This question was marked as an exact duplicate of an existing question.

  • 4
    $\begingroup$ the multiverse theory is not a scientific theory, it is just sci-fi. $\endgroup$ – AccidentalFourierTransform Dec 1 '16 at 16:54
  • $\begingroup$ I am very sceptical about theory that claims that the number of possible configuration of the universe is finite. It admits implicitly that space and time are discrete (not continuous) which nobodies knows but seems unlikely. See for example this question. $\endgroup$ – user130529 Dec 1 '16 at 17:01
  • $\begingroup$ There are two ways in which I could answer your question: One, from a philosophical perspective, the idea of "other universes" is meaningless. Since, by definition, such other universes will not interact with our own in any way at all (if they did, they would in fact have to be considered part of "our" universe), nothing can be said about them. Second, as a physicist, I would say that, again by definition, "other universes" are unobservable. This means I cannot apply physics to them, just as I cannot apply physics to dreams and imaginations. $\endgroup$ – Pirx Dec 1 '16 at 17:19
  • $\begingroup$ Please can you identify the source of your information about the Multiverse Theory. It does not seem to be mainstream physics. If there is no accepted Multiverse Theory in cosmology, we cannot explain what it says. $\endgroup$ – sammy gerbil Dec 1 '16 at 17:24
  • $\begingroup$ This is a disaster of a comment section. This is not the place for extended discussion (including sharing questionable opinions about the validity of theories which are, if nothing else, certainly part of the literature). Additional questions certainly do not belong here. $\endgroup$ – DilithiumMatrix Dec 1 '16 at 17:31

As AccidentalFourierTransform pointed out, the multiverse theory is not a scientific theory, it's science fiction. There is a tangentally related scientific theory called the many worlds interpretation of quantum mechanics, but that is a very different question.

However, despite this, there are a few mathematics lessons to be had here, because infinity is a curious thing. Mathematicians have a very precise set of definitions regarding infinity, and some of them may be counterintuitive.

The first thing to point out is that many of our models of the universe include real numbers. If I say "This ball is 3.005cm away from this pen" I'm doing a measurement, limited by my own accuracy. The models themselves are not limited by my measurement accuracy, suggest that the distance between the ball and the pen could be any real number. This means my simple ball/pen system already has an infinite number of possible configurations! Uncountably infinite, in particular, because there's no way you could count all the possible positions, even if your process of counting took an infinite number of steps.

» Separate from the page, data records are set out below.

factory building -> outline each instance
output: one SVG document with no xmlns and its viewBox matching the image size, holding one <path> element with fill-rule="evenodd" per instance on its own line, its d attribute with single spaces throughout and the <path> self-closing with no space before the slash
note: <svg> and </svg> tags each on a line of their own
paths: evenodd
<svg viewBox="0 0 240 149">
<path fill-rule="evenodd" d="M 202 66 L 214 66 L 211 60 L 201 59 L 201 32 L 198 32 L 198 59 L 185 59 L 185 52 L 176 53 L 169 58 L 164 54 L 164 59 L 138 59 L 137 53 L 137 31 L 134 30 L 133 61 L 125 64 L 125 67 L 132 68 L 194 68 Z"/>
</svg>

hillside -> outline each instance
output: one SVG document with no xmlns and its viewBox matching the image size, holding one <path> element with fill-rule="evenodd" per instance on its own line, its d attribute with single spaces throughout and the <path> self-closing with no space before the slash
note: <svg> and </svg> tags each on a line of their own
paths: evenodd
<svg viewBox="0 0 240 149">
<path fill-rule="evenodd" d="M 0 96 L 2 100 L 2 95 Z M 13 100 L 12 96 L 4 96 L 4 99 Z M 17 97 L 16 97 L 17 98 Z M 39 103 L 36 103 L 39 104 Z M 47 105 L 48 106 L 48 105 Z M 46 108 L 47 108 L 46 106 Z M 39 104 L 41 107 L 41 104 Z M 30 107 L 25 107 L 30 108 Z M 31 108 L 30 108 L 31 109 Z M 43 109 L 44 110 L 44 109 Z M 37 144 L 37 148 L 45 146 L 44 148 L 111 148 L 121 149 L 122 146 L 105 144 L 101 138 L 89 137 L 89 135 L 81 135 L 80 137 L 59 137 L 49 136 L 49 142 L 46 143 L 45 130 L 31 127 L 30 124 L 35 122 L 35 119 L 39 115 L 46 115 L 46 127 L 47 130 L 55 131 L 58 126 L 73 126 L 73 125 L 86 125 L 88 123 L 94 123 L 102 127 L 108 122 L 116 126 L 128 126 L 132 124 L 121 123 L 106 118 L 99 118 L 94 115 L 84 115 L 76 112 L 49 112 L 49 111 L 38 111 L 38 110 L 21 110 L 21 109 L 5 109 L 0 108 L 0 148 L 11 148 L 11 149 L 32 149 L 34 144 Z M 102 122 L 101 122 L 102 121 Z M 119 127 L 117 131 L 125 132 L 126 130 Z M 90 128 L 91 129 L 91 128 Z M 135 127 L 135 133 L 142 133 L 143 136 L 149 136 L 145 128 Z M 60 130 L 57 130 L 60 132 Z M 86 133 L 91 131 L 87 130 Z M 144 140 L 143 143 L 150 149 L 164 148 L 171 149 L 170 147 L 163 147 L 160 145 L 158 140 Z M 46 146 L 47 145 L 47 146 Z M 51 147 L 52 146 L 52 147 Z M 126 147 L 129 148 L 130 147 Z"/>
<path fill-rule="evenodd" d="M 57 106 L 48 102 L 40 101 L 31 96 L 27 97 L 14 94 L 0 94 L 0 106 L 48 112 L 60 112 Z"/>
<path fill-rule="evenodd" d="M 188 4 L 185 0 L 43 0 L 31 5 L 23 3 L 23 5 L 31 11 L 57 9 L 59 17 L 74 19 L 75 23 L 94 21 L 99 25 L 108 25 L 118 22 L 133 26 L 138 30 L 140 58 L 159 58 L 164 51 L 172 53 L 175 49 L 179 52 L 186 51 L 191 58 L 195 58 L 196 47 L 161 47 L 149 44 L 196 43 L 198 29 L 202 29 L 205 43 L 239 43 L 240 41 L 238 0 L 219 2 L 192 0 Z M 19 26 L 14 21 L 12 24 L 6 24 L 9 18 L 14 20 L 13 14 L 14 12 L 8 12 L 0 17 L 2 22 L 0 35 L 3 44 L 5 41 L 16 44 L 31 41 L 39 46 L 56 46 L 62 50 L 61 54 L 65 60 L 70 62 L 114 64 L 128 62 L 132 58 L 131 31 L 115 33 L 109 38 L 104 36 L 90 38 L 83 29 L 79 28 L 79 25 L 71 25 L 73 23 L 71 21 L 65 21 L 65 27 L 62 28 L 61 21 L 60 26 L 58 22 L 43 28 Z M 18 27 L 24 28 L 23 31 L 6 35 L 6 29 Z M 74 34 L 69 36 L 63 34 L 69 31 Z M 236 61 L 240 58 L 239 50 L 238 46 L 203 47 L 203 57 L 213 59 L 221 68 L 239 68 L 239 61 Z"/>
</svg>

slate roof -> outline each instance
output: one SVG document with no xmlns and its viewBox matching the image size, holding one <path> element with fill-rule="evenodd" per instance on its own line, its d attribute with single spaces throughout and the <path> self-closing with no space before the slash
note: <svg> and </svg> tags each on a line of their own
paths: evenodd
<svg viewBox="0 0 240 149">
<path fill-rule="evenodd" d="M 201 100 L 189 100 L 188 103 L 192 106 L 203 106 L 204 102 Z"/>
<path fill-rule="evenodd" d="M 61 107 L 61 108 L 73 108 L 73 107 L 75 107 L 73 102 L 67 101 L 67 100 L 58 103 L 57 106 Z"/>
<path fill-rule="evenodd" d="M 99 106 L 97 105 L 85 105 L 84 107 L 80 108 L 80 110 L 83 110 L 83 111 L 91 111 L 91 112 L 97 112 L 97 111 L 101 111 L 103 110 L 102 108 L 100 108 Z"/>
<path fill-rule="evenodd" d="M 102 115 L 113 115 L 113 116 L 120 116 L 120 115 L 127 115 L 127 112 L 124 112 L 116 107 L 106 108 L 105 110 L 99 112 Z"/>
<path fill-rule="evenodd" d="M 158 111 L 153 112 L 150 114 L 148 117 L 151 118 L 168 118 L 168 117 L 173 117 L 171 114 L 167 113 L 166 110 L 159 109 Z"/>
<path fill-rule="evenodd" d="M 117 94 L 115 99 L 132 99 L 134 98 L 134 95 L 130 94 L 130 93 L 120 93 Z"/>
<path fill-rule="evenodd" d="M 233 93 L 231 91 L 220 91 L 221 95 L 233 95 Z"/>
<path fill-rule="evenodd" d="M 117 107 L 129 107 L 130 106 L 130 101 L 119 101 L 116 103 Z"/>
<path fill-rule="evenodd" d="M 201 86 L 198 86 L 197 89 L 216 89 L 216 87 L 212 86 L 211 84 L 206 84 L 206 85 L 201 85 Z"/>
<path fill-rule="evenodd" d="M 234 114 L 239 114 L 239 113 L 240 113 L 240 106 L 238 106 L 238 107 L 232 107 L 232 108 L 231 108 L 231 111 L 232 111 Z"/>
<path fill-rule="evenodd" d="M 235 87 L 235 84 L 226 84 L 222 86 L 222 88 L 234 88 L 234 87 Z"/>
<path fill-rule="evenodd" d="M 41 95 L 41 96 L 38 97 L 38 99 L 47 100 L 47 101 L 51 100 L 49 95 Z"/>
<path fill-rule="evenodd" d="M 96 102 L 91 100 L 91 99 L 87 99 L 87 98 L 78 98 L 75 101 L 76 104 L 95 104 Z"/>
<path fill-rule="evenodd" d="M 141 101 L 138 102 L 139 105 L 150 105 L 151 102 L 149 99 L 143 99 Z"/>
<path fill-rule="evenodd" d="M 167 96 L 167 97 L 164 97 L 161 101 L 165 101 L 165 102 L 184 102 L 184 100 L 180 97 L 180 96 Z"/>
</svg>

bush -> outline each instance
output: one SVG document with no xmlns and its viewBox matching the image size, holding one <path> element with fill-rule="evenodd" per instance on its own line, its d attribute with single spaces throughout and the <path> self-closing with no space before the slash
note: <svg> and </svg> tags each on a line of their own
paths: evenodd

In quantum mechanics, many of the models involve integers instead of real numbers. If you "define" the universe based around these integers, you will have a countably infinite number of possibilities. This means that you could count all the possibilities, if you were willing to take an infinite number of steps to do it. A bunch of modeling assumptions aside, and ignoring the nuanced difference between countably infinite and uncountably infinite, we still would have an infinite number of multiverses.

But what if we consider just the simplest example. We look at all the particles in the universe, and make a big table. In each alternate universe, each particle is either present or not present. If we did this, we could assign each universe a name, using the letter "P" for present and "n" for not present. Thus, in a 5 particle world, PPnnP would be one universe, and PnPnP would be another.

You seem comfortable with the assumption that there are a finite number of particles in the universe, so we'll run with that. That means there must be a finite number of possible worlds named in this way, right?

Not necessarily.

If we assume that our universe is the "seed" for this multiverse, meaning we have all the particles (PPPPPPPP), then it's pretty clear there's a finite number of worlds out there. However, what if we don't make that assumption. What if the only assumption we make is that "all universes can be named by a finite string of P's and n's?" This clearly shows that each universe has a finite number of particles, because its string of PnnPPnP... must be of a finite length, so the number of P's in that must also be finite. And it also permits the existence of universes which have particles we don't!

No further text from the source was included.